Consuming streaming data — Twitter Developers

Tutorials

Consuming streaming data

Overview

PowerTrack, Volume (e.g. Decahose), and Replay streams utilize Streaming HTTP protocol to deliver data through an open, streaming API connection. Rather than delivering data in batches through repeated requests by your client app, as might be expected from a REST API, a single connection is opened between your app and the API, with new results being sent through that connection whenever new matches occur. This results in a low-latency delivery mechanism that can support very high throughput.

The overall interaction between your app and Twitter’s API for these streams is described as follows:

  {"error":{"message":"Forced Disconnect: Too many connections. (Allowed Connections = 2)","sent":"2017-01-11T18:12:52+00:00"}}
  {"error":{"message":"Invalid date format for query parameter 'fromDate'. Expected format is 'yyyyMMddHHmm'. For example, '201701012315' for January 1st, 11:15 pm 2017 UTC.\n\n","sent":"2017-01-11T17:04:13+00:00"}}
  {"error":{"message":"Force closing connection to <description of connection> because it reached the maximum allowed backup (buffer size is <size>).","sent":"2017-01-11T17:04:13+00:00"}}

 

Keep-alive signals

At least every 10 seconds, the stream will send a keep-alive signal, or heartbeat in the form of an \r\n carriage return through the open connection to prevent your client from timing out. Your client application should be tolerant of the \r\n characters in the stream.

If your client properly implements a read timeout on your HTTP library as described here, your app will be able to rely on the HTTP protocol and your HTTP library to throw an event if no data is read within this period, and you will not need to explicitly monitor for the \r\n character.

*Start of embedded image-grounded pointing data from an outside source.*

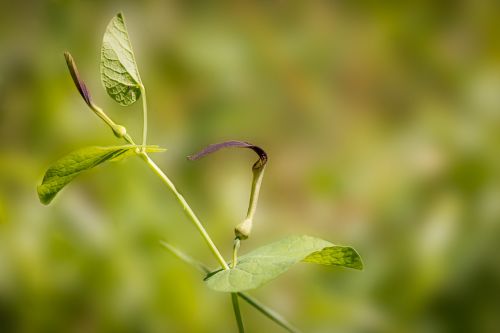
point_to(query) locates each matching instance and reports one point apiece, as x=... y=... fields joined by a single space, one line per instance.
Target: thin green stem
x=187 y=209
x=269 y=313
x=144 y=117
x=236 y=246
x=237 y=313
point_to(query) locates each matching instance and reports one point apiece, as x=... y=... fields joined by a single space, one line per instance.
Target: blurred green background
x=382 y=123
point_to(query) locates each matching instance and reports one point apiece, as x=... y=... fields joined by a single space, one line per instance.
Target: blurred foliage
x=382 y=122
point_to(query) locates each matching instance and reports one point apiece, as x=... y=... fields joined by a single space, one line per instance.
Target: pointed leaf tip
x=270 y=261
x=75 y=75
x=232 y=144
x=119 y=73
x=63 y=171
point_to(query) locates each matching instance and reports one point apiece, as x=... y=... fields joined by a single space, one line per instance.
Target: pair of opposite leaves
x=120 y=77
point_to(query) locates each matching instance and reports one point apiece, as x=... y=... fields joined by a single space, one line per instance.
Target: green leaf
x=270 y=261
x=67 y=168
x=119 y=73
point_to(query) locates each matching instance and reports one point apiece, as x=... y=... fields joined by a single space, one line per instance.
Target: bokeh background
x=382 y=123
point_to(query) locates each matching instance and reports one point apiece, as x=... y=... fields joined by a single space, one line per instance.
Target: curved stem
x=187 y=209
x=237 y=313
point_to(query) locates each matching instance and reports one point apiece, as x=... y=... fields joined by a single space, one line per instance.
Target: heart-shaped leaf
x=63 y=171
x=270 y=261
x=119 y=73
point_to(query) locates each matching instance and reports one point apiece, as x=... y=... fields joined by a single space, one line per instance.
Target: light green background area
x=382 y=125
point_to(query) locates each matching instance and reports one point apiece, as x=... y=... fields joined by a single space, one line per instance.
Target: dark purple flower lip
x=80 y=85
x=232 y=144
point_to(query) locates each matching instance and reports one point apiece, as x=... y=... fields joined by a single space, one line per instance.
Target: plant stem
x=186 y=208
x=236 y=247
x=144 y=117
x=237 y=313
x=269 y=313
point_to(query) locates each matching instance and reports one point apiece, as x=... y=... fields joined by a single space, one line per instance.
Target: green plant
x=121 y=79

This event will typically be an exception being thrown or some other event depending on the HTTP library used. It is highly recommended to wrap your HTTP methods with error/event handlers to detect these timeouts. On timeout, your application should attempt to reconnect.

Gzip compression

Streams are delivered in compressed Gzip format. Your client will need to decompress the data as it’s read off the line. If you consume a low-volume stream, some libraries (e.g. Java’s GZIPInputStream or many Ruby stream consumers) handle decompression of incoming data poorly, and will need to be overridden in order to decompress the Tweets as they are received, without waiting for a set threshold of data to be received. As an example of this, see our Java code HERE.

Chunked encoding

Streaming API connections will be encoded using chunked transfer encoding, as indicated by the presence of a Transfer-Encoding: chunked HTTP header in the response. Because most HTTP libraries deal with chunked transfer encoding transparently, this document will assume that your code has access to the reassembled HTTP stream and does not have to deal with this encoding.

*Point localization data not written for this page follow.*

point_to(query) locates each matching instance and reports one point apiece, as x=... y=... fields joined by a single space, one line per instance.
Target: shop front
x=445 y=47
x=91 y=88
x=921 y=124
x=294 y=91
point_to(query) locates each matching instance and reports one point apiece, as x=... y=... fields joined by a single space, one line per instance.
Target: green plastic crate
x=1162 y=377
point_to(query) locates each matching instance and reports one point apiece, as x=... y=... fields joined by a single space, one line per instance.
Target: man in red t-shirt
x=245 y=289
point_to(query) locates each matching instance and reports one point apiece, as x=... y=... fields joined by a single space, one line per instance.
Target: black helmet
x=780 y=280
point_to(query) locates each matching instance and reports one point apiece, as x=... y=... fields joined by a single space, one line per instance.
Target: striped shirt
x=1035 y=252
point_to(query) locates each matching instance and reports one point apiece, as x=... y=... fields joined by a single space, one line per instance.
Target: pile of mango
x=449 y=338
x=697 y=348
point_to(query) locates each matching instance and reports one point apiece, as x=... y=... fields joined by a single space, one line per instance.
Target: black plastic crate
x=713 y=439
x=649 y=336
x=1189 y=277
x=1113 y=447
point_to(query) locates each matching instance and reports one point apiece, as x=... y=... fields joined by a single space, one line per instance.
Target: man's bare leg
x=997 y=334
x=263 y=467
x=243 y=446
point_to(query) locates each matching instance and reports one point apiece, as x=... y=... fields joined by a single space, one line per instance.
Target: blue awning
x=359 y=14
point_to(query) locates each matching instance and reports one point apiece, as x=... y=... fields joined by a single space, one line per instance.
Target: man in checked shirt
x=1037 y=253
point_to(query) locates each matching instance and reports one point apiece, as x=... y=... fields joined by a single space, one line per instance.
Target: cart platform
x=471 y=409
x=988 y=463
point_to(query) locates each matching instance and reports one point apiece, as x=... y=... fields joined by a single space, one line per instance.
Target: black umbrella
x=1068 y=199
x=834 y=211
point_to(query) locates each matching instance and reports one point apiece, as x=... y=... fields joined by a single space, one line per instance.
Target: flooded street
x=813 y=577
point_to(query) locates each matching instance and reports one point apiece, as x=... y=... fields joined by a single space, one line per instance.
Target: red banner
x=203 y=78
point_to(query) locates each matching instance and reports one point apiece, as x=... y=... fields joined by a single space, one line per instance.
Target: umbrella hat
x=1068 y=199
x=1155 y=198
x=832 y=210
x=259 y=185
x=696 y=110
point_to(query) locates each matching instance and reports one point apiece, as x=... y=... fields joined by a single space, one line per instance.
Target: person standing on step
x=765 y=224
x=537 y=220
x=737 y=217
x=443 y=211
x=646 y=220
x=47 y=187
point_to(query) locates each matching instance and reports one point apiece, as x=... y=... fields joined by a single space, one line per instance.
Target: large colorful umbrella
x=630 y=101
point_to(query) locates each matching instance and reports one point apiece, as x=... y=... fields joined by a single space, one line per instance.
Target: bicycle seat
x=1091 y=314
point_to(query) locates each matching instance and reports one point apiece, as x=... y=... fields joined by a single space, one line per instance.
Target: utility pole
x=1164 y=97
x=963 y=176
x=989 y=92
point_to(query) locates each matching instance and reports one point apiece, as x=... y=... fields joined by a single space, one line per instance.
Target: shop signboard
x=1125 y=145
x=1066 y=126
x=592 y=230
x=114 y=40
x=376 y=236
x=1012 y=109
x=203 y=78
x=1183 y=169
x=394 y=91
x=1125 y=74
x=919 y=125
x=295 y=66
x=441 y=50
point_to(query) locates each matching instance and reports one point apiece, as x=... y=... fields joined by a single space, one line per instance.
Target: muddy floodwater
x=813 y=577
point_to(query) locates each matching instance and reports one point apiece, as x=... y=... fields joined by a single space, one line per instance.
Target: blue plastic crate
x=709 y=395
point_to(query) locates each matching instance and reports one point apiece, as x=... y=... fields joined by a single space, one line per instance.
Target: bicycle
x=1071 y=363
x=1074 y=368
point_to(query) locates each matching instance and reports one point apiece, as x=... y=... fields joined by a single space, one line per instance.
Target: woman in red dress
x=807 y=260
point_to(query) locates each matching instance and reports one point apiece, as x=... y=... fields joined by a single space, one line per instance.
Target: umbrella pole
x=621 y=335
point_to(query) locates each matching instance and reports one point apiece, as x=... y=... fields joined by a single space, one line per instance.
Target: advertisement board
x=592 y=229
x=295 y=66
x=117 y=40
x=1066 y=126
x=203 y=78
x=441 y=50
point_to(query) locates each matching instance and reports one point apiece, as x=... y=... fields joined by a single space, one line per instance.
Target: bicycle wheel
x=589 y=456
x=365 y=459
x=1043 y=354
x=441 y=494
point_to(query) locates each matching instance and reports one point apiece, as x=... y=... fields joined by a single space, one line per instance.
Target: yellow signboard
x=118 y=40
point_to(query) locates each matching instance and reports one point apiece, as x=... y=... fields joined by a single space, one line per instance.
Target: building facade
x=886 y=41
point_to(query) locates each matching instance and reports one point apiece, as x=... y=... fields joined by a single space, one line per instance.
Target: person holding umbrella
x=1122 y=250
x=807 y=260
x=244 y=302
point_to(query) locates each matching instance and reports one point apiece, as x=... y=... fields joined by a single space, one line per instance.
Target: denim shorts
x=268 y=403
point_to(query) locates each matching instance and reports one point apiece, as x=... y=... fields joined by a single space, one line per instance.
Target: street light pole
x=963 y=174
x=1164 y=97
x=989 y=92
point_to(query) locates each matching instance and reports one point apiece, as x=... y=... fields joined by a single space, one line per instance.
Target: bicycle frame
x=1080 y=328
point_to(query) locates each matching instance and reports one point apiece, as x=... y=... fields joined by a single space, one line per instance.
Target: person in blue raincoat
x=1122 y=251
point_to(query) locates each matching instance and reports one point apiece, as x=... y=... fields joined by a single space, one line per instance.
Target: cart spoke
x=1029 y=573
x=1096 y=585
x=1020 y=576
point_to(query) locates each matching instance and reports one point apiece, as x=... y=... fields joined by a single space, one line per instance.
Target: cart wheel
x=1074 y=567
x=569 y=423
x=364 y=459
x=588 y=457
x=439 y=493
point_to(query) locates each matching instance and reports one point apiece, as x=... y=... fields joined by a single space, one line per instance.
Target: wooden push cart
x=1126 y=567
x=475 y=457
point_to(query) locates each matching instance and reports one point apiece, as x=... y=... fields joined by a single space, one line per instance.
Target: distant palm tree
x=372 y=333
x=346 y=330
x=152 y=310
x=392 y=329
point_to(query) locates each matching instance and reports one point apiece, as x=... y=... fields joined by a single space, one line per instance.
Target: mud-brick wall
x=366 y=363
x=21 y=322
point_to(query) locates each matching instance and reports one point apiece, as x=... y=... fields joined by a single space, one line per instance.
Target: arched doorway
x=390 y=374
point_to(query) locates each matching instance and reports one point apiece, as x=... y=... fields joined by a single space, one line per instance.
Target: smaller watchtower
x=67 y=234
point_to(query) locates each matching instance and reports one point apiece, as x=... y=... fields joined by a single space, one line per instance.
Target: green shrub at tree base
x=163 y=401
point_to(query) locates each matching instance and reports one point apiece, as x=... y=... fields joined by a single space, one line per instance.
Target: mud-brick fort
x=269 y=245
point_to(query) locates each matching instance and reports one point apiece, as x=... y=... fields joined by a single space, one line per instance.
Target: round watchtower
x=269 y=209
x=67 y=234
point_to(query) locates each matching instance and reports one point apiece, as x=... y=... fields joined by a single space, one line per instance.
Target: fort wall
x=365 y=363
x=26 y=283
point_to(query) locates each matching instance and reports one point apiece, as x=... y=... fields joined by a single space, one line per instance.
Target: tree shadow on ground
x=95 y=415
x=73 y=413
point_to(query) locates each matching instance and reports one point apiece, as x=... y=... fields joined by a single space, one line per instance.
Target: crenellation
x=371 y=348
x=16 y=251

If this is not the case, note that Tweets and other streamed messages will not necessarily fall on HTTP chunk boundaries – be sure to use the delimiter defined above to determine activity boundaries when reassembling the stream.

Backup buffering

The stream will send data to you as fast as it arrives from the source firehose, which can result in high volumes in many cases. If Twitter’s system cannot write new data to the stream right away (for example if your client is not reading fast enough, or there is a network bottleneck, etc), it will buffer the content on its end to allow your client to catch up. However, when this buffer is full, a forced disconnect will be initiated to drop the connection, and the buffered Tweets will be dropped and not resent. See below for more details.

One way to identify times where your app is falling behind is to compare the timestamp of the Tweets being received with the current time, and track this over time.

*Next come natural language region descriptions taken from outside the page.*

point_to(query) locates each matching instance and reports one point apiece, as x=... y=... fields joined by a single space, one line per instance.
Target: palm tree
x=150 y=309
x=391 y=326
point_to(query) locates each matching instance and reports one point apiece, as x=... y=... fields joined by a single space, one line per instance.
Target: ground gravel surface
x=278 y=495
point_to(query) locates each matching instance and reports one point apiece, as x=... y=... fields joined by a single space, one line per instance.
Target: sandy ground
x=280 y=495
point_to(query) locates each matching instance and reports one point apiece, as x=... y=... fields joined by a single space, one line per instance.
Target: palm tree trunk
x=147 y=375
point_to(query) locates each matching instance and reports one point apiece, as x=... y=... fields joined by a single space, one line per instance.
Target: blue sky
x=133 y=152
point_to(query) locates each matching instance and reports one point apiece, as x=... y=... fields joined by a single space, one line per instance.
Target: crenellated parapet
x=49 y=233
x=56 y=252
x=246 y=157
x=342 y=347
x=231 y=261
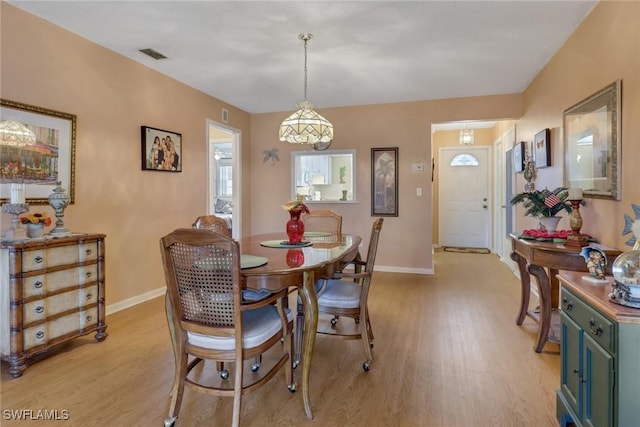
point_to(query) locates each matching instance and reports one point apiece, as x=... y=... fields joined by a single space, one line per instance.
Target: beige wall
x=605 y=47
x=112 y=97
x=405 y=242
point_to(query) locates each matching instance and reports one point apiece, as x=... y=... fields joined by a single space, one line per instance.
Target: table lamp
x=575 y=238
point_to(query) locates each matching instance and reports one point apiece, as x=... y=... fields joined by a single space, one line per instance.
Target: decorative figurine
x=596 y=260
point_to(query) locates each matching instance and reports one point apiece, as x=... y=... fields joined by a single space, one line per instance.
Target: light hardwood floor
x=447 y=353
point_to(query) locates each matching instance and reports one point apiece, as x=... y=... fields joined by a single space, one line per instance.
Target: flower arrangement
x=36 y=218
x=295 y=204
x=543 y=203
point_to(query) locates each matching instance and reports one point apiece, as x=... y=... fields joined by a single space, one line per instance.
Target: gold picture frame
x=592 y=144
x=45 y=157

Although stream backups cannot ever be completely eliminated due to potential latency and hiccups over the public internet, they can be largely eliminated through proper configuration of your app. To minimize the occurrence of backups:

  • Ensure that your client is reading the stream fast enough. Typically you should not do any real processing work as you read the stream. Read the stream and hand the activity to another thread/process/data store to do your processing asynchronously.
  • Ensure that your data center has inbound bandwidth sufficient to accomodate large sustained data volumes as well as significantly larger spikes (e.g. 3-4x normal volume). For filtered streams like PowerTrack, the volume and corresponding bandwidth required on your end are wholly dependent on what you are tracking, and how many Tweets those filters match.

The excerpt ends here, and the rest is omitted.